Rossi: "Come se fossi mio nonno a 17 anni"

La gara numero 400 – assicura il pesarese – è qualcosa che non ti aspetti di raggiungere, soprattutto quando sei giovane e a inizio carriera, non hai mai un’idea chiara di quello che sarà e non sai per quanto tempo rimarrai in pista. Non so come avrei risposto se mi avessero detto che avrei corso 400 GP, quando hai 17 anni, hai tutta la vita davanti, ora ne ho 40 ed è come se fossi mio nonno quando ne avevo 17. Sicuramente è un grandissimo traguardo”.
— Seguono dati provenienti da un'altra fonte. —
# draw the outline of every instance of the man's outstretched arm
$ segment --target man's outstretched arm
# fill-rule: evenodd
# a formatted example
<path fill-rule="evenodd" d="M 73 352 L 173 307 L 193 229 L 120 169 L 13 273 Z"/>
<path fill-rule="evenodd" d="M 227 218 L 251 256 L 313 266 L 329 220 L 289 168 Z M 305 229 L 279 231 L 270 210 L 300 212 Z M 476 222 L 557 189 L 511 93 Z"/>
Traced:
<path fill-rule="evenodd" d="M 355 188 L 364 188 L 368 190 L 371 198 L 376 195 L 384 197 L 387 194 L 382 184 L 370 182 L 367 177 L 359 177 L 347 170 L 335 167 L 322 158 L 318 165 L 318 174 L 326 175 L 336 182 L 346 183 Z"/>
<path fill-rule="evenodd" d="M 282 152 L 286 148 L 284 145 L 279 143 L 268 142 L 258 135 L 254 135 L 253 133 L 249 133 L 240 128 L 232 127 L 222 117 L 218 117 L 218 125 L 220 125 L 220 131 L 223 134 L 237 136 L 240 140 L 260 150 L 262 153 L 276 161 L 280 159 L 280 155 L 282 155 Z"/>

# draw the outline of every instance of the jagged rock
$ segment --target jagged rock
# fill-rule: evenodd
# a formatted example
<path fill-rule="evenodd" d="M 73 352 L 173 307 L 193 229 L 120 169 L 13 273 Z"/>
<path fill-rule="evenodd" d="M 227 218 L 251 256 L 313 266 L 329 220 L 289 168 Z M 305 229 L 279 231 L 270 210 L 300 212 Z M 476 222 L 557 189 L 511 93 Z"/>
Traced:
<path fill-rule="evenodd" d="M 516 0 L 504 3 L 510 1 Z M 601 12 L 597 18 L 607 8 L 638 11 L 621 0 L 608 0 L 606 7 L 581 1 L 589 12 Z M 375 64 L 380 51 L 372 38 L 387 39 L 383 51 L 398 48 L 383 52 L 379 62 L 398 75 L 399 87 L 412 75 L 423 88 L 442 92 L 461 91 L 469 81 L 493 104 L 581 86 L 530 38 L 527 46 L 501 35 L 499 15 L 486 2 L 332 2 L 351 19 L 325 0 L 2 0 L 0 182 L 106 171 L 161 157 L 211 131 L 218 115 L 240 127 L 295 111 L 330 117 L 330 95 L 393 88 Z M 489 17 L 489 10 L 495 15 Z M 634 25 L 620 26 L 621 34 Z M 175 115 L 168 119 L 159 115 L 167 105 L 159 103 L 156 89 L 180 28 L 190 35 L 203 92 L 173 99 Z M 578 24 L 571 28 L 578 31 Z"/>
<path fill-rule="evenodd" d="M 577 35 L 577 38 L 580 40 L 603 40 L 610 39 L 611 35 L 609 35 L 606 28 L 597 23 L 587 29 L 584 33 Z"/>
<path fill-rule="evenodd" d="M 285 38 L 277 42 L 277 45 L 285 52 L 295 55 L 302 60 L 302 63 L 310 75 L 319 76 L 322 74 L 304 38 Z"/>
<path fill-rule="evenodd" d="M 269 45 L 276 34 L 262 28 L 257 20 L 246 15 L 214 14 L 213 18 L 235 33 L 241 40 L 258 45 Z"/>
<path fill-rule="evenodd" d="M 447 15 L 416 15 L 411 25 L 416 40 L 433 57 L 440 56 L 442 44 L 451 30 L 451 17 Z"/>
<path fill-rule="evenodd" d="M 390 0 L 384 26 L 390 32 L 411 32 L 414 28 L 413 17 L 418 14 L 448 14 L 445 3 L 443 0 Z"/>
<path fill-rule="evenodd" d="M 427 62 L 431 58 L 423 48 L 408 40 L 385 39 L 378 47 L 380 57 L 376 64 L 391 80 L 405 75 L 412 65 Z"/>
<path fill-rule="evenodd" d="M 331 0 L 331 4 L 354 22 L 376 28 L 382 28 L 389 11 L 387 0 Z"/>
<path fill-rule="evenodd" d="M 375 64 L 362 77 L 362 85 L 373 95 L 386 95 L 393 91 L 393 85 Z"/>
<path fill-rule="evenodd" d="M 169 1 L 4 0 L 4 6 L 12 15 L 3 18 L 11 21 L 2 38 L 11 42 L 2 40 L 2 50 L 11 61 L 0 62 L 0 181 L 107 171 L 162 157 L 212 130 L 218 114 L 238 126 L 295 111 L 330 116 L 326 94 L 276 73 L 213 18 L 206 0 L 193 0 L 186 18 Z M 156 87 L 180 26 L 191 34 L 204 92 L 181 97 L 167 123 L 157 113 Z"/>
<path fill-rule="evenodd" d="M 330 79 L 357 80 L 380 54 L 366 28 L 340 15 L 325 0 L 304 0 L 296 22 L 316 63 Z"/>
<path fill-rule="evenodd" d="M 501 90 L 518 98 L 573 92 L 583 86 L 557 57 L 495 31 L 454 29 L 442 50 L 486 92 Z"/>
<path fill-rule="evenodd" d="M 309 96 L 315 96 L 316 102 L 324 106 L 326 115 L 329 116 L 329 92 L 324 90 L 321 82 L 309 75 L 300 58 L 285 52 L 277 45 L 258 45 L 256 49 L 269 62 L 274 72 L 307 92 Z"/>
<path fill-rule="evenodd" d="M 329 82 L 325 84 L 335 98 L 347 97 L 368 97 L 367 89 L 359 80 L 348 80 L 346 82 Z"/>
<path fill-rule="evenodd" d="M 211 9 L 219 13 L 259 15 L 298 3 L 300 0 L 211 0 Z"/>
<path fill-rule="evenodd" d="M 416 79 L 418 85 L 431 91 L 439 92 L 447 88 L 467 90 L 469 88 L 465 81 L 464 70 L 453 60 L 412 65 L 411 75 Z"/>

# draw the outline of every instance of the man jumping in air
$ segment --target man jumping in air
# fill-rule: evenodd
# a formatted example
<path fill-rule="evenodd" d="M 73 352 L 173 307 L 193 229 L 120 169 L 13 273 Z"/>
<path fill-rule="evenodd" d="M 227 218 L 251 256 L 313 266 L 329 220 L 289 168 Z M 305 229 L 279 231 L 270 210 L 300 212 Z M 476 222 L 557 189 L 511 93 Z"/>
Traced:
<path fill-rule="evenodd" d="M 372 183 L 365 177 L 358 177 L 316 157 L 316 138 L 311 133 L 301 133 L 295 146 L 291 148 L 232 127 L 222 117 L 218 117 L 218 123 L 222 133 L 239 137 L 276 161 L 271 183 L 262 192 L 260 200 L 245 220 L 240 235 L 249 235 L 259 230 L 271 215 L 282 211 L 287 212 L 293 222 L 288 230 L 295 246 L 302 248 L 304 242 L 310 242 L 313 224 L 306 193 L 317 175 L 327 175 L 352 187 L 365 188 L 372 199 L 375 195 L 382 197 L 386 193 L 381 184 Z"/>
Per Rossi la gara di Phillip Island potrebbe rappresentare la giusta occasione per rompere il digiuno che, in termini di podi, dura dal secondo posto nel GP di Austin di inizio stagione. “La motivazione c’è, quella non manca – spiega Valentino – . Quando si fanno risultati buoni è tutto più facile perché ti diverti di più, ma se vivi un momento difficile, la motivazione deve tornare, bisogna essere forti. La situazione in MotoGP è sempre più strana, perché bisogna scegliere il futuro con largo anticipo e tutti i piloti cercano di firmare il contratto prima possibile, già due anni prima per i due anni successivi”.

Valentino Rossi durante la conferenza stampa del giovedì a Phillip Island / Getty
in foto: Valentino Rossi durante la conferenza stampa del giovedì a Phillip Island / Getty

Pietra miliare che il Dottore spera di onorare con un buon risultato, come accaduto in tante altre cifre tonde della sua carriera, come nella sua gara numero 100, arrivata sul circuito di Donington Park, dove conquistò la sua vittoria numero 46. Sempre sul circuito inglese il suo 200° GP in carriera, chiuso con il secondo posto alle spalle di Casey Stoner. In occasione della gara numero 300, al Mugello nel 2014, Rossi arrivò invece terzo al traguardo dietro a Marc Marquez e Jorge Lorenzo. Precedenti che saranno una motivazione extra su una pista come Phillip Island, dove Valentino ha vinto dal 2001 al 2005 e poi nel 2014, salendo quindici volte sul podio nella sola top class. Per adesso, a non promettere nulla di buono, sono però le previsioni meteo dei prossimi giorni. “Oggi c’è bel tempo ma potrebbe peggiorare e probabilmente ci sarà da lottare con cattive condizioni – teme Valentino – . Bisognerà concentrarsi sul weekend ma spero di poter fare una buona gara”.